Why Did My Cat's Fur Get So Silky?

Answers: Why Did My Cat's Fur Get So Silky?

"I've been feeding my cat a raw diet for a couple of months and her coat has gotten so silky! I thought her fur was soft before, but the change has been quite noticeable. What is it in a raw diet that has such a good effect on a cat's fur?"
Many things contribute to a healthy coat in cats. Protein and fats both play a part, and raw meat based diets supply these in a natural form that a cat can easily digest. The change in the texture of a cat's fur can happen quite rapidly after starting a raw diet. I noticed the difference in my own cats after only two weeks. It is one of the most commented upon benefits of feeding raw foods. I sometimes think that more people would switch their cats to a raw diet if they could just pet one of my cats and feel the difference. The change is that dramatic.

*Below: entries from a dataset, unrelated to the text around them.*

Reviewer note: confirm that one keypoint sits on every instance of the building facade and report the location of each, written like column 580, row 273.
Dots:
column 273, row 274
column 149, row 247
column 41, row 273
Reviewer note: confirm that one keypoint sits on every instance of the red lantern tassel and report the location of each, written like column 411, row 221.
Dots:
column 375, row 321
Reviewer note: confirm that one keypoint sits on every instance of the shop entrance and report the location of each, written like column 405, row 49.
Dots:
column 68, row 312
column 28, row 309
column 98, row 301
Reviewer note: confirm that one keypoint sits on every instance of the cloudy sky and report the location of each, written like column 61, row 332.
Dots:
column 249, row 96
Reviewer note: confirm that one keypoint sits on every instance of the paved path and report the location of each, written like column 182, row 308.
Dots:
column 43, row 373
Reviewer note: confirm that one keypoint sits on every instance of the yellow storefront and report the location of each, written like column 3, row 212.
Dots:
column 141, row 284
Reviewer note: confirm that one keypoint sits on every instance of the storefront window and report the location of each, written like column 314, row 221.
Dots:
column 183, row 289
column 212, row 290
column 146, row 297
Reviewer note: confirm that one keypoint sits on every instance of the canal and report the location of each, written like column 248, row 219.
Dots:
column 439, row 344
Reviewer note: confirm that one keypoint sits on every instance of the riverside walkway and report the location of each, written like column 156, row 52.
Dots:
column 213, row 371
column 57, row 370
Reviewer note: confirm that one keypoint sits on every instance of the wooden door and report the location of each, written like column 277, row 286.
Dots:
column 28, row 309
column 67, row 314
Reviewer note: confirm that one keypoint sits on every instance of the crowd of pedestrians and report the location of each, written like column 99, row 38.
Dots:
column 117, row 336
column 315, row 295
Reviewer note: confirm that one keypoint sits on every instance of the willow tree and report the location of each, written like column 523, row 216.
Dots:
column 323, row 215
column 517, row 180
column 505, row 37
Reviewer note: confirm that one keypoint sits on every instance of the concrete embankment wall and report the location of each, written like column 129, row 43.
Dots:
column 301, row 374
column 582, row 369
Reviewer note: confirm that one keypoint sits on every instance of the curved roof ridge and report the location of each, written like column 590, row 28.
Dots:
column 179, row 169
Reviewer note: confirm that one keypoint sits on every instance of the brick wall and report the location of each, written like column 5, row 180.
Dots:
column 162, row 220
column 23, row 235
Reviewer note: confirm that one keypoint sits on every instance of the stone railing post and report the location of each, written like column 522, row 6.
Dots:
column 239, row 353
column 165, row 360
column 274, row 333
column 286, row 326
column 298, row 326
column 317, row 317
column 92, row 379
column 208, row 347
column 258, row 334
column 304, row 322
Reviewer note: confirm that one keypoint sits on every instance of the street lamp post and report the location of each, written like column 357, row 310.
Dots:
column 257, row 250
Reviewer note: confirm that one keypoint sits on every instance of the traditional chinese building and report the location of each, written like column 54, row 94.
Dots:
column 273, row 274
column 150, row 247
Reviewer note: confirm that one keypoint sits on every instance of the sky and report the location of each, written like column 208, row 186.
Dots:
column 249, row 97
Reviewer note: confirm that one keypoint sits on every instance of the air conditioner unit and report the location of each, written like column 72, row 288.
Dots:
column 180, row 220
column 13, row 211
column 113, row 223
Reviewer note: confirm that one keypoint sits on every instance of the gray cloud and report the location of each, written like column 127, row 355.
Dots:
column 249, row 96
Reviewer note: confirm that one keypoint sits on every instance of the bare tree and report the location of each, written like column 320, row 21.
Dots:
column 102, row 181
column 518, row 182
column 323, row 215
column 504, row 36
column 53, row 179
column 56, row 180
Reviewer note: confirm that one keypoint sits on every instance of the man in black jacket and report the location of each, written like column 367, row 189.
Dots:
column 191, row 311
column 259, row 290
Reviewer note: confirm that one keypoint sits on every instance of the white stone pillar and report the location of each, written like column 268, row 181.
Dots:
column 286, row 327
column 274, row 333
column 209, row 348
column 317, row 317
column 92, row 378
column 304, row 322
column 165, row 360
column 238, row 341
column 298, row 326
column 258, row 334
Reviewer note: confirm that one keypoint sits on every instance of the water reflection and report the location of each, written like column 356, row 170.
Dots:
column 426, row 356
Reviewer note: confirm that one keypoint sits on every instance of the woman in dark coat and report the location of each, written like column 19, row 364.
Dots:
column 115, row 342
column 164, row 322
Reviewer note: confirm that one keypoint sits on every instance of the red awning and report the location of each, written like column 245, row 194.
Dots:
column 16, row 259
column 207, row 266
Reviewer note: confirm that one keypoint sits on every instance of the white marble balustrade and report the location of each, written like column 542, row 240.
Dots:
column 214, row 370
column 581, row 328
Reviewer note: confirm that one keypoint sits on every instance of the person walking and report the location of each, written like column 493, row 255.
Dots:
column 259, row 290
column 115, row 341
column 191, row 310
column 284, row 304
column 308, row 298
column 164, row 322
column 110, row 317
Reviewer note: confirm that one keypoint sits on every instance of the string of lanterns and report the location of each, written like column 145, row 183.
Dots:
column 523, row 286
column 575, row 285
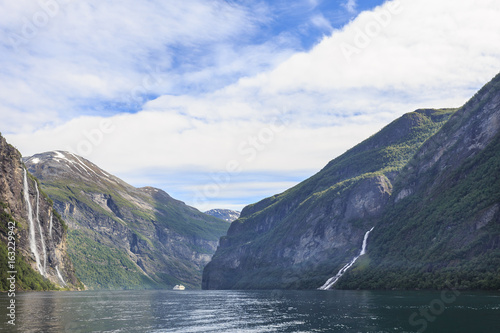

Most people don't think of the skin as an organ, but it is actually the largest organ of the body.¹ A cat requires high amounts of protein in its diet to maintain fur growth, as hair itself is composed of about 95% protein.² Normal growth of hair and maintenance of the skin can account for 25 to 30% of the cat's daily protein requirement.³ With such a dependence on protein, feeding a raw meat based diet allows the cat to get its nutrients in the most digestible, unaltered form possible. Raw diets retain the proteins, fats, vitamins and minerals naturally present in the food. The heat of cooking causes food to lose a portion of many of these nutrients, changes their proportions and decreases their availability to the body.
Good skin health also depends on your cat getting the proper minerals. Copper and zinc play important roles in skin health and deficiencies or imbalances in these minerals can lead to dull coats, hair loss and loss of hair coloration. Raw diets that include bone provide these trace minerals in the proportions the cat would consume eating a natural, prey-based diet.
Cats need a moderate amount of fat in their diet in the form of omega-3 and omega-6 fatty acids . These are called essential fatty acids because the cat's body cannot make them, they must come from the diet. Some fatty acids, such as arachidonic acid, must be obtained from animal sources. Fatty acids, especially omega-3 fatty acids, have been shown to be highly beneficial to the skin in cats. They play a crucial role in the formation of epidermal cells and maintain the barrier functions of the skin that prevent loss of water and other nutrients. Just like humans, cats will also exude oils from sebaceous glands at the base of each hair follicle. These oils help lubricate and waterproof the skin and hair and give fur its sheen. Deficiencies in essential fatty acids can result in skin scaliness, matted hair, loss of skin elasticity, alopecia and a dry and dull coat.
Many raw diet recipes and commercially prepared foods supplement the fatty acids already present in raw meats with additional fatty acids from marine sources, usually salmon or small fish oil. You can also feed your cat a few ounces of water-packed sardines once a week as a good additional source of natural omegas.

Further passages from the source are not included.